Il est vrai que cette période de l’histoire de France est assez obscure, de par son côté oublié des manuels scolaires, et peut-être du manque d’informations car peu de scripteurs à l’époque rédigeaient les événements qui se déroulaient, par manque de supports. Les chercheurs de nos jours puisent dans des archives parfois contradictoires, selon les sentiments politiques qui animaient ces scripteurs, attachés qu’ils étaient à telle ou telle personnalité, rois et seigneurs.

Toutefois, Eric Fouassier a compulsé de nombreux ouvrages afin de nous restituer cette atmosphère, cette ambiance, ces décors, ces conflits, ces modes de vie, et en a tiré un ouvrage fort documenté. Et l’aspect documentaire prend, parfois à mon avis, une prépondérance qui nuit au développement de l’aspect romancé.

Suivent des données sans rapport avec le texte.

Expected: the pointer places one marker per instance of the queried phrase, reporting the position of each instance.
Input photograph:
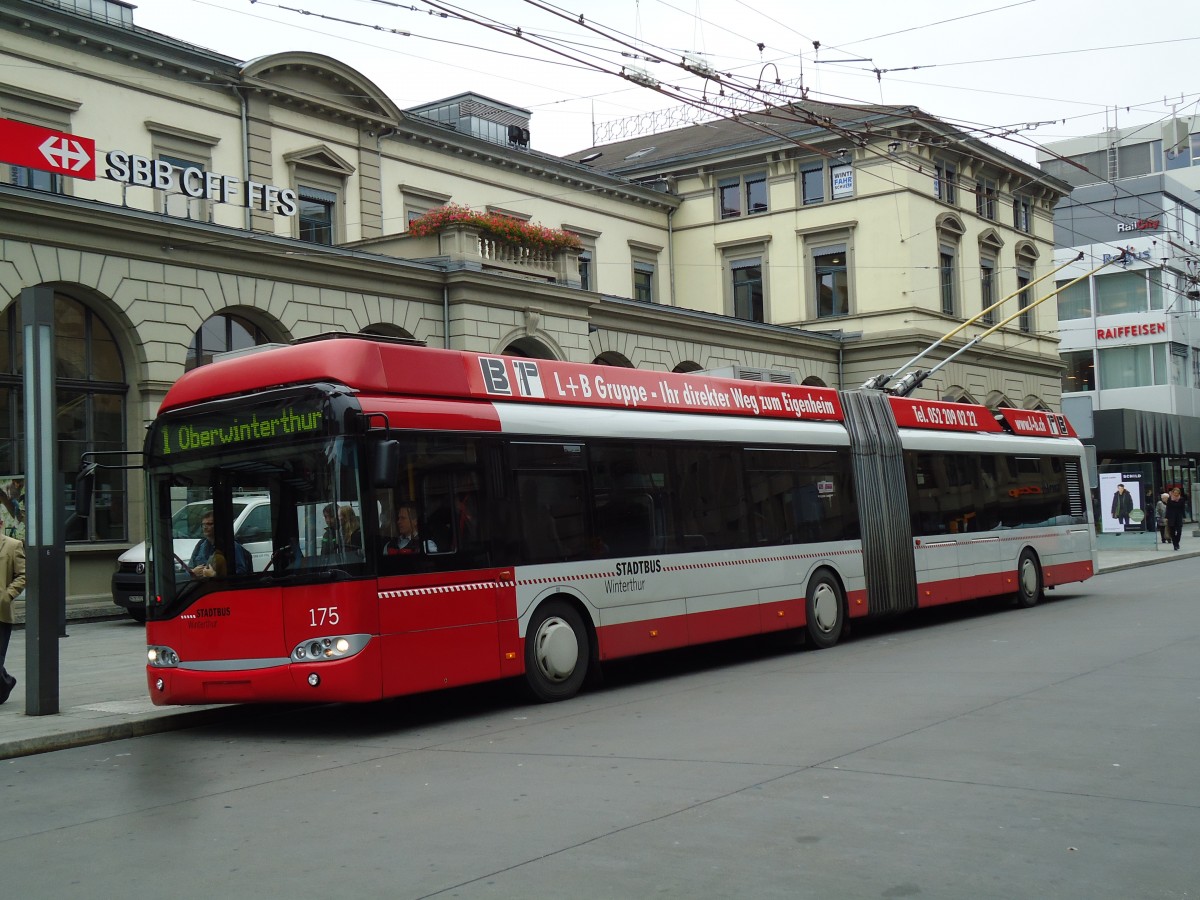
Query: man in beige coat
(12, 577)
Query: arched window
(220, 334)
(90, 413)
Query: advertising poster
(1121, 502)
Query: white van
(251, 529)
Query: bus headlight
(162, 658)
(327, 649)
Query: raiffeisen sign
(75, 156)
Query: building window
(744, 195)
(643, 282)
(946, 276)
(46, 112)
(221, 334)
(813, 184)
(748, 289)
(985, 198)
(1140, 159)
(316, 215)
(36, 179)
(946, 181)
(1080, 371)
(1138, 366)
(1179, 363)
(1023, 215)
(90, 413)
(988, 289)
(1119, 293)
(1025, 321)
(586, 270)
(832, 281)
(1074, 303)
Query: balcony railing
(473, 247)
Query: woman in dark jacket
(1175, 505)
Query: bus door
(442, 597)
(942, 521)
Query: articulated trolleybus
(424, 519)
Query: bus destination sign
(238, 430)
(636, 389)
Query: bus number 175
(323, 616)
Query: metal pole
(45, 586)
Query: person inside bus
(209, 562)
(407, 539)
(351, 528)
(330, 543)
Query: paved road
(978, 753)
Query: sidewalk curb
(118, 731)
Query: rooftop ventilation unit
(751, 373)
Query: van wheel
(557, 652)
(1029, 580)
(825, 611)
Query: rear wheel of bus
(557, 652)
(1029, 580)
(825, 610)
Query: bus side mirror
(384, 463)
(85, 484)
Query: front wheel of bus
(825, 611)
(557, 652)
(1029, 580)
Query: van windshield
(186, 522)
(286, 511)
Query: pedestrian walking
(1161, 516)
(1122, 507)
(12, 576)
(1175, 508)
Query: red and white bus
(565, 515)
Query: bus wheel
(1029, 580)
(825, 611)
(556, 652)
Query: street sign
(47, 150)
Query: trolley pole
(45, 557)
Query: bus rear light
(162, 658)
(325, 649)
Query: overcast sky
(1047, 69)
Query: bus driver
(208, 561)
(407, 540)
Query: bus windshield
(281, 511)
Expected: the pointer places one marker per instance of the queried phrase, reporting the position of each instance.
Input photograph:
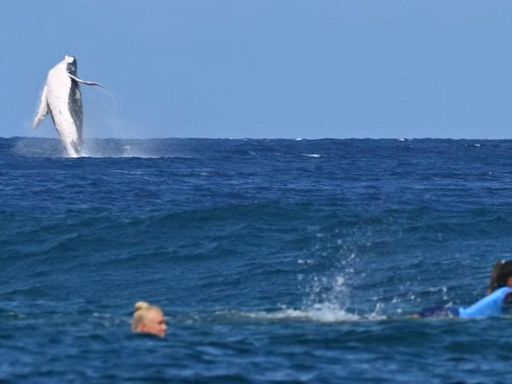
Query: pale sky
(265, 68)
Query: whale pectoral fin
(84, 81)
(43, 109)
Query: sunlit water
(274, 260)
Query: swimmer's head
(148, 319)
(501, 275)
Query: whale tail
(43, 109)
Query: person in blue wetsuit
(498, 302)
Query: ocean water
(275, 261)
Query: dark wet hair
(501, 272)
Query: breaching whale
(61, 98)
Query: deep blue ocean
(275, 261)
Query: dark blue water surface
(276, 261)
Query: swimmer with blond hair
(148, 319)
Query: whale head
(71, 64)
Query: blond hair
(141, 309)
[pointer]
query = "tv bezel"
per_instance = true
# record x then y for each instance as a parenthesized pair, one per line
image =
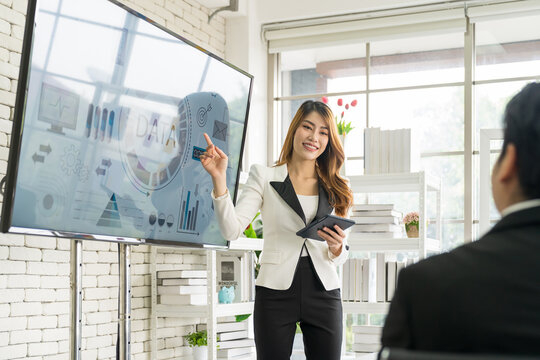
(16, 139)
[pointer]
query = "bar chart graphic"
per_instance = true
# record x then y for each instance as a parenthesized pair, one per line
(189, 210)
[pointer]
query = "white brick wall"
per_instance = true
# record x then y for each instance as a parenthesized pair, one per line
(34, 270)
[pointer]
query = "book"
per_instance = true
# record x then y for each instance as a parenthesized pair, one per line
(372, 207)
(181, 290)
(352, 279)
(361, 338)
(229, 272)
(345, 280)
(390, 279)
(375, 227)
(233, 353)
(399, 266)
(366, 347)
(360, 219)
(224, 327)
(381, 277)
(368, 280)
(168, 274)
(197, 299)
(188, 281)
(235, 343)
(232, 335)
(367, 329)
(358, 280)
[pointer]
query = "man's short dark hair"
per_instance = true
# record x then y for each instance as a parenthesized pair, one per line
(522, 128)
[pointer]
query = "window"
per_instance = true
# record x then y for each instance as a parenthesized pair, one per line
(418, 82)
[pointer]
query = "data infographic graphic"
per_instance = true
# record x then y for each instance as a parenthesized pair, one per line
(114, 116)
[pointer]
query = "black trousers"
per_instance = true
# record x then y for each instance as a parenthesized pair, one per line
(306, 301)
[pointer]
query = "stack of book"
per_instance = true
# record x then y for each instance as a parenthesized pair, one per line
(359, 280)
(182, 287)
(390, 151)
(238, 272)
(371, 280)
(367, 338)
(232, 338)
(376, 221)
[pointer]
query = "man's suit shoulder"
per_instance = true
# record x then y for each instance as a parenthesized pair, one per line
(447, 269)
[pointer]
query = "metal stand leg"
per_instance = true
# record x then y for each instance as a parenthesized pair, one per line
(76, 300)
(211, 336)
(124, 312)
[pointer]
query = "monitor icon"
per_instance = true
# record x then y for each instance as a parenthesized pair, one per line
(58, 107)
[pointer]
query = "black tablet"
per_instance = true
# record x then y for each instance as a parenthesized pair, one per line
(329, 221)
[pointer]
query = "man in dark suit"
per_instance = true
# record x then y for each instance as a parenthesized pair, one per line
(484, 297)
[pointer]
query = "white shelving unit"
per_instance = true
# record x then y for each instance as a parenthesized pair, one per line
(418, 182)
(212, 310)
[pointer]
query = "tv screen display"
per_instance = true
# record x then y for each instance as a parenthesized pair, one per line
(109, 121)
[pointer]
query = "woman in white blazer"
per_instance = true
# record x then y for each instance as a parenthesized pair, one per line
(297, 281)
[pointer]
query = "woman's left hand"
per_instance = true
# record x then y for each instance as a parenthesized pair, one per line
(334, 238)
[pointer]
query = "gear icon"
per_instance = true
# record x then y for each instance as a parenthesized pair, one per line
(70, 162)
(83, 173)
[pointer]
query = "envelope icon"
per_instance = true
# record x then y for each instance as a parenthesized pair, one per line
(220, 130)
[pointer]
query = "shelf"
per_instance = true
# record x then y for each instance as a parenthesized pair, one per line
(202, 310)
(243, 243)
(399, 182)
(365, 307)
(359, 356)
(394, 244)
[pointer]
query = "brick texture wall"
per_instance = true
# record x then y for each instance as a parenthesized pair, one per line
(34, 271)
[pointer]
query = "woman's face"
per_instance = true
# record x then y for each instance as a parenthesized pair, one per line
(311, 137)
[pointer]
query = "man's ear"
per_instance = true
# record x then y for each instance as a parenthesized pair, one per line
(508, 165)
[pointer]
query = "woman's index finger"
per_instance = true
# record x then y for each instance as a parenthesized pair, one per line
(207, 138)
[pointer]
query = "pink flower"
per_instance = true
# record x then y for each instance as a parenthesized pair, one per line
(411, 217)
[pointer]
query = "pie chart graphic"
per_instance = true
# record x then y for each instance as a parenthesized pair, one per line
(170, 221)
(161, 219)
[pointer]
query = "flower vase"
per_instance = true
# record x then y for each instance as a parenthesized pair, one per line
(412, 231)
(343, 171)
(200, 353)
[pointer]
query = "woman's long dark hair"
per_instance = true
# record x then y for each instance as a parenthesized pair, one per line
(329, 163)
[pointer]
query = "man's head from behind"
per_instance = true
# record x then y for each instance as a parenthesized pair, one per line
(516, 175)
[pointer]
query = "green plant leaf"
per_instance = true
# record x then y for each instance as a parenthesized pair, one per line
(242, 317)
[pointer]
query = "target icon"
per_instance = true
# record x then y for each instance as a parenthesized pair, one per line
(201, 116)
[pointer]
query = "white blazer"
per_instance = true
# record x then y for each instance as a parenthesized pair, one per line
(270, 190)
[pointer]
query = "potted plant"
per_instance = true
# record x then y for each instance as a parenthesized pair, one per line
(411, 221)
(254, 231)
(197, 340)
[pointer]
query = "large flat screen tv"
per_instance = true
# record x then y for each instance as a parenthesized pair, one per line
(109, 120)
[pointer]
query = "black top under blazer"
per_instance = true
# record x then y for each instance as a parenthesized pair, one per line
(483, 297)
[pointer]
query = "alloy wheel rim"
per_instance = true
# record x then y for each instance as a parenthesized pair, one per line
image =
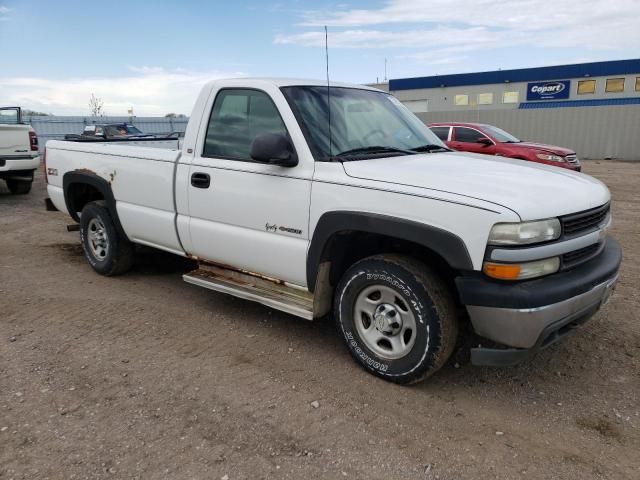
(384, 322)
(98, 239)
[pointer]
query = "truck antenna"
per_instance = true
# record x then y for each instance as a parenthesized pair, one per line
(326, 52)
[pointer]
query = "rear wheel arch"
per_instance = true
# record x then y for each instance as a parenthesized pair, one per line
(82, 187)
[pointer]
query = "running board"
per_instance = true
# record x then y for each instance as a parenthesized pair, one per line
(272, 293)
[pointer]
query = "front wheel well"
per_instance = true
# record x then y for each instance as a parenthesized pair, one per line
(345, 248)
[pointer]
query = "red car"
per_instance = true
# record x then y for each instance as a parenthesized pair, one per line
(490, 140)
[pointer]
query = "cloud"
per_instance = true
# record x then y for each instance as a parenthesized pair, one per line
(426, 24)
(423, 38)
(149, 90)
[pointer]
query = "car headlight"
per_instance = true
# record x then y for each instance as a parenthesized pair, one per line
(524, 233)
(549, 158)
(521, 271)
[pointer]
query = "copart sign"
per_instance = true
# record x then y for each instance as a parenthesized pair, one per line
(548, 90)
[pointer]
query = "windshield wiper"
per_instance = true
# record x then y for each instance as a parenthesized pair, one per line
(373, 150)
(431, 147)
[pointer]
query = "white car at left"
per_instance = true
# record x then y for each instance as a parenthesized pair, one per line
(19, 156)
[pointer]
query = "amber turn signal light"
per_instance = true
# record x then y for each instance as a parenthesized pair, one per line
(501, 271)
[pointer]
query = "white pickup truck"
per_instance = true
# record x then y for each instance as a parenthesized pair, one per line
(314, 199)
(19, 155)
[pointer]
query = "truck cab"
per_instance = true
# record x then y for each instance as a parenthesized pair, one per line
(19, 156)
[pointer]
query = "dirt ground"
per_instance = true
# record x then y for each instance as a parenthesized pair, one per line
(145, 376)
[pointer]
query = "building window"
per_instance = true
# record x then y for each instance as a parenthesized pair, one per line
(461, 100)
(510, 97)
(586, 86)
(614, 85)
(485, 98)
(417, 106)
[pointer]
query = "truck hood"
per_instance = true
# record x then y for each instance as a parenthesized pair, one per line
(561, 151)
(532, 190)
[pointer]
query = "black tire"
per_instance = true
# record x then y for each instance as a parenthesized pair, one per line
(111, 257)
(419, 294)
(19, 187)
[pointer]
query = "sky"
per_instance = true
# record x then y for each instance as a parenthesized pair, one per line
(154, 56)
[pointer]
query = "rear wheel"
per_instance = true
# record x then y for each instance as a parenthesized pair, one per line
(106, 250)
(19, 187)
(397, 316)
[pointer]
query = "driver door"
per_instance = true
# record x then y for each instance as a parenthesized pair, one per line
(249, 215)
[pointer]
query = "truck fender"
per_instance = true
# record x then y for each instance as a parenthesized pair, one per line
(446, 244)
(87, 177)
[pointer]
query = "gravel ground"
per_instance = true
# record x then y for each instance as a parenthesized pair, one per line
(144, 376)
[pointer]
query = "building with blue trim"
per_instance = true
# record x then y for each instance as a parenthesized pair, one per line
(593, 108)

Il s’agit un peu avec quelques siècles d’avance de reconstituer un épisode à la façon des Rois Maudits de Maurice Druon et ses collaborateurs dont José-André Lacour.

Mais je garde un trop bon souvenir de la trilogie Sans peur et sans reproche dont les figures principales en étaient le Chevalier Bayard et la jeune apothicaire Héloïse Sanglar dans Bayard et le crime d’Amboise, Le piège de verre et Le disparu de l’Hôtel-Dieu que Par deux fois tu mourras m’a intéressé mais moins captivé que la trilogie précitée.

Une préférence peut-être pour l’époque historique de Bayard, le début du XVIe siècle appelé bas Moyen-âge ou Moyen-âge tardif qui se situe du XIIe au XVIe siècle par opposition au premier Moyen-âge ou très haut Moyen-âge qui va du Ve au VIIIe siècle ou haut Moyen-âge qui est situé du Ve au XIIe siècle.

Il est vrai qu’en bien des domaines, et plus particulièrement en médecine, le dogmatisme devrait plus souvent céder le pas aux fruits de l’expérience.